»Na klar, ich wette, U-Bahnfahren macht heute keinen Spaß«, sagte ich, während ich zum Tresen wanderte.
»Gehst du auch heim?«
Ehrlich gesagt war ich versucht, Mike einen Besuch abzustatten und ihn zu fragen, was los war, aber das klang nicht nach meiner besten Idee. Vielleicht sollte ich ihn lieber anrufen, das würde einen weniger bedrohlichen Eindruck machen. Auch wenn er sich wie ein Arschloch verhielt und mich beschuldigte, bei ihm eingebrochen zu sein, so hatten wir doch ein paar Jahre eng zusammengearbeitet und ich wollte sichergehen, dass es ihm gutging. »Vermutlich.«
»Dann geh ich mit dir raus«, erwiderte Max und begann, die Kasse zu leeren und das Geld zu zählen.
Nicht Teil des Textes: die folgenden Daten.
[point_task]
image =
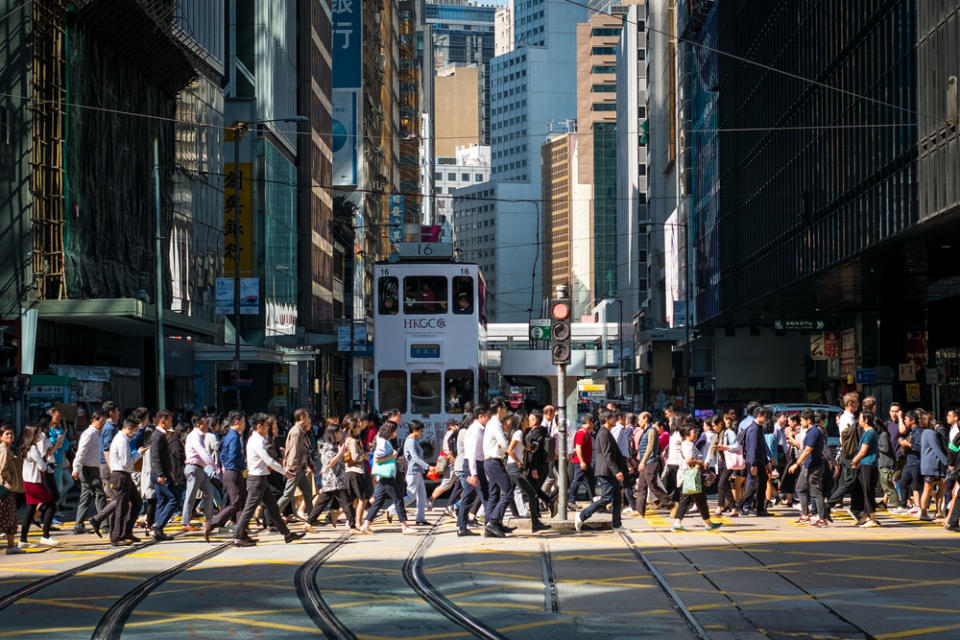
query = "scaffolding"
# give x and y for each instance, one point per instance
(48, 119)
Das Telefon des Ladens klingelte und ich hob den Hörer ab. »Snows Antiquarisches Imperium.«
»Ich bin’s.«
Neil. Ich riss mich zusammen. »Hey.«
»Bist du beschäftigt?«
»Wir schließen heute vorzeitig. Das Wetter wird immer schlimmer und Max muss mit der U-Bahn nach Brooklyn.«
»Ich mache jetzt Feierabend«, sagte er. »Ich komme bei dir vorbei.«
»Ich kann nach Hause laufen.«
Neil holte tief Luft. »Sebby, bitte streite nicht mit mir. Nur dieses eine Mal. Lass mich dich abholen.«
Wieso wurde ich wütend, nur weil er mich nach Hause fahren wollte, statt mich durch dieses scheußliche Wetter laufen zu lassen? »Okay, danke.«
»Soll ich etwas fürs Abendessen mitbringen?«
»Ich hatte vor, zu kochen«, antwortete ich zaghaft. Langsam war ich es leid, von Fast Food zu leben. Neil konnte überhaupt nicht kochen, was bedeutete, dass ich mich in die Küche stellen musste, wenn ich Lust auf Hausmannskost hatte.
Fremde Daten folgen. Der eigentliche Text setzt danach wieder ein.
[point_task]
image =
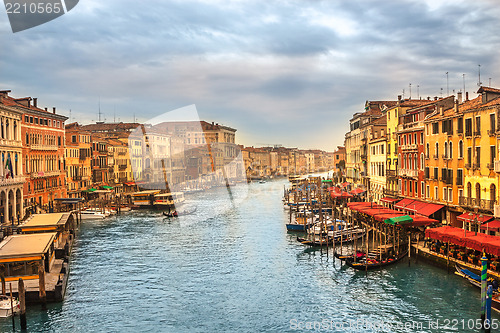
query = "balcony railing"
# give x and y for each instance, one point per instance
(477, 203)
(408, 173)
(44, 147)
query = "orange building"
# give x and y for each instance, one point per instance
(43, 138)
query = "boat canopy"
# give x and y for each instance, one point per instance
(405, 219)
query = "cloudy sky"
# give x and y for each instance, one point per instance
(287, 72)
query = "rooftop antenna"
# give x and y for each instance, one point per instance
(479, 83)
(447, 85)
(99, 114)
(463, 77)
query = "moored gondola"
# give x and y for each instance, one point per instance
(371, 263)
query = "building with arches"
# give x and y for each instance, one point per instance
(11, 160)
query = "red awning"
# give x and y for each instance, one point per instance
(357, 191)
(471, 217)
(479, 241)
(426, 209)
(491, 226)
(403, 204)
(388, 200)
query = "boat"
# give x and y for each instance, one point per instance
(372, 263)
(6, 306)
(168, 200)
(91, 215)
(182, 213)
(144, 199)
(359, 255)
(474, 279)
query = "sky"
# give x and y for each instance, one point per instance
(280, 72)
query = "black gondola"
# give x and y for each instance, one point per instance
(373, 263)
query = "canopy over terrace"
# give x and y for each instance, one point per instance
(480, 242)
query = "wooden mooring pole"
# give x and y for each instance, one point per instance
(22, 303)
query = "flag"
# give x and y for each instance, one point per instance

»Das klingt toll«, meinte er erfreut. »Ich bin in spätestens zwanzig Minuten da.« Er legte auf.
»Neil holt mich ab. Du kannst schon mal gehen, ich kümmere mich um den Rest«, sagte ich zu Max.
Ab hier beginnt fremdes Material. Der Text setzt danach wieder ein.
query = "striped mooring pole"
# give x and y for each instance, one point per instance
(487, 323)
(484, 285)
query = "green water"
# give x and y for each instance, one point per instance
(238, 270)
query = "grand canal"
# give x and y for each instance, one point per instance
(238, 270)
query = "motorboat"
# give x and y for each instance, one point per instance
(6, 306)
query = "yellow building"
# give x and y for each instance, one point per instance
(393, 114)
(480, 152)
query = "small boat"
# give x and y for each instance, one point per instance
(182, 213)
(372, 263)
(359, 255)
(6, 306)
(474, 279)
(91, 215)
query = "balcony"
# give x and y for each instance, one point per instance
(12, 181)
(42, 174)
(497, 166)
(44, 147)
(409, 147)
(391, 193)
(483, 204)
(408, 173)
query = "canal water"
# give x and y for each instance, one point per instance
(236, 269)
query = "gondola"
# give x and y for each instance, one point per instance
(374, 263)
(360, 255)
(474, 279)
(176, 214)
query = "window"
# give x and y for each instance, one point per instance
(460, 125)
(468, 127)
Max lachte, als er mit dem Geldzählen fertig war. »Danke, Seb.«
»Ich ruf dich morgen an, falls wir wegen des Wetters geschlossen bleiben müssen.«
»Okay. Ich richte mich aber darauf ein, zu kommen, bis du mir etwas anderes sagst.« Innerhalb weniger Momente hatte er all seine Sachen eingepackt und verschwand durch die Tür im Schneesturm.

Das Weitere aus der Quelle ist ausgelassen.